Tool output shape and operability#
Tools return decision-shaped JSON. Logs carry correlation IDs (job_id, scope_id, worker_id, parent_job_id) so you can reconstruct what happened. Running on a Pi means occasional reboots/OOM kills are normal, so “lifeline” behaviour and traceability are required for a robust system.
Conclusion#
This project is now running consistently with very few errors and creating real findings. Early on it became obvious that both Claude Opus and Sonnet would overstate the impact of finding candidates, often citing informationals as medium or highs with capital letters and alarm emojis.

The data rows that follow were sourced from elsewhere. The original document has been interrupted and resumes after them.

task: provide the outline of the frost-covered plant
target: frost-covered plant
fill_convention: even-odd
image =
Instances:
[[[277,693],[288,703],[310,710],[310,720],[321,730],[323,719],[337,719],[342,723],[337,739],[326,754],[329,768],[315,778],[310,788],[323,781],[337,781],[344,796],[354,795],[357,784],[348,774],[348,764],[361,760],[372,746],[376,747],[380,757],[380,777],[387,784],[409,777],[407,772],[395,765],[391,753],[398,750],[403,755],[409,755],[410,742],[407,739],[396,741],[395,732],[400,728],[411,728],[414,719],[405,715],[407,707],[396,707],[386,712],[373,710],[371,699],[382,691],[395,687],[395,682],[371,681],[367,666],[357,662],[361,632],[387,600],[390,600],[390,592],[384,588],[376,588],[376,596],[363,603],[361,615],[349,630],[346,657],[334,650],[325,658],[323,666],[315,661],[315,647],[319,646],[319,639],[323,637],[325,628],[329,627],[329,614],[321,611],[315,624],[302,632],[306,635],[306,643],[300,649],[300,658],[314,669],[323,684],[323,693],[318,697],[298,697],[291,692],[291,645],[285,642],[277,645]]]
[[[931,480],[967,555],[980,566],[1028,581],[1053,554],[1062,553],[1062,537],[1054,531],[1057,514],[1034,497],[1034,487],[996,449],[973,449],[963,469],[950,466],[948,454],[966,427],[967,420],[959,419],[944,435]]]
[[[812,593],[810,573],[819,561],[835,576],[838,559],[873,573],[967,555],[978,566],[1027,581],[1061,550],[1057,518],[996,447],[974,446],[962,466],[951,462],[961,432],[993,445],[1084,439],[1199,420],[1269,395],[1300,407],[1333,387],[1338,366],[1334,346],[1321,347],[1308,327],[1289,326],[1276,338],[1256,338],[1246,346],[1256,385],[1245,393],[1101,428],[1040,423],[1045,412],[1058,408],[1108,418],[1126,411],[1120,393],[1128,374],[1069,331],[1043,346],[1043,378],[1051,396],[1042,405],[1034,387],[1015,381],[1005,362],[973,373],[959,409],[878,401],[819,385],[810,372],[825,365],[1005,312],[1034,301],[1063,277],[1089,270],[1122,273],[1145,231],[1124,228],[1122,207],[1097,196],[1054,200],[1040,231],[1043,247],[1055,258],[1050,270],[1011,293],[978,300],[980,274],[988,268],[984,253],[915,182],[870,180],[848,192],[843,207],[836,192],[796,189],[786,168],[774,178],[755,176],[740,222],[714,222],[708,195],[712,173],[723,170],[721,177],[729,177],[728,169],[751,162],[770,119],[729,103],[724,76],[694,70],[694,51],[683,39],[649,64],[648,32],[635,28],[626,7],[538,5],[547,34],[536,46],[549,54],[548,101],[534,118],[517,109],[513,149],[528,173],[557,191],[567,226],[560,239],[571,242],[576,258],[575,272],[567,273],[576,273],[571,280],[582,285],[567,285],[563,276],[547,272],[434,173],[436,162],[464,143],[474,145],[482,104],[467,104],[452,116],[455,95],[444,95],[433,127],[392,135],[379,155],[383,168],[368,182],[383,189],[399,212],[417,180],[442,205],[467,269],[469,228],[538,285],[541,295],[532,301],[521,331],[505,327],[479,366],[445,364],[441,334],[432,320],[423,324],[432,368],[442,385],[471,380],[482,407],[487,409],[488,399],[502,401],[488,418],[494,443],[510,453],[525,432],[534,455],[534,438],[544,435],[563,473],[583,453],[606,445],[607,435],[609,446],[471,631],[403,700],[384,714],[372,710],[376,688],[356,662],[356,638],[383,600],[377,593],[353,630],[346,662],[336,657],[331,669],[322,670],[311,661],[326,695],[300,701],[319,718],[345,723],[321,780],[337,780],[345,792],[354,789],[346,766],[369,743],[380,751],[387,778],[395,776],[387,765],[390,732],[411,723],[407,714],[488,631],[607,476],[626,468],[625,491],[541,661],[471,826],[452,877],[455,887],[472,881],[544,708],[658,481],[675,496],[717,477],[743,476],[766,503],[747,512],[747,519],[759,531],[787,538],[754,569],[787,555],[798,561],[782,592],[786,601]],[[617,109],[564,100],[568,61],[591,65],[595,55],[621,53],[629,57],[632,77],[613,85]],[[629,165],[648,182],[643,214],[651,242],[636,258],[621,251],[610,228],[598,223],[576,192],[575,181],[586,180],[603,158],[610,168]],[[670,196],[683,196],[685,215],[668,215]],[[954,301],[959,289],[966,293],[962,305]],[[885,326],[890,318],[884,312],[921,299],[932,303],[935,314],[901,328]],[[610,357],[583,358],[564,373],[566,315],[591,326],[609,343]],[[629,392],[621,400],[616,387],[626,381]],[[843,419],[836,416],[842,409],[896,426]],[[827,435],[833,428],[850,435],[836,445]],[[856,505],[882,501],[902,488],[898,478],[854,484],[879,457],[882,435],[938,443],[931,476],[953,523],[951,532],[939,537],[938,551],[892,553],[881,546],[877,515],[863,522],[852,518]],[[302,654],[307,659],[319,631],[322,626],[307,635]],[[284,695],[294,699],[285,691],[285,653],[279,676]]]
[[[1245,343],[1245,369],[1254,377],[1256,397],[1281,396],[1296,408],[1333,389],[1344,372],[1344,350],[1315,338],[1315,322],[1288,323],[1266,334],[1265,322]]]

What’s great about this system is that I can manually update findings, downgrade severity, and update the notes to explain why. That context then feeds back into the knowledge base for the next similar finding. Combined with prompt tuning, I expect this to be an ongoing (but gradually slowing) process as I learn more about how the agents reason about what they’ve found.
Overall I have found the “orchestrator” style architecture very viable given the recent improvements in the models, but you still need to spend time controlling context all the way down, scoping tasks to very specific events and ensuring it reviews and validates the output of subagents with strict criteria and quality gates. I’m excited to continue to monitor the system, glancing at the display at my desk and begin creating some more technical follow-up posts exploring the bugs found and how the system evolves.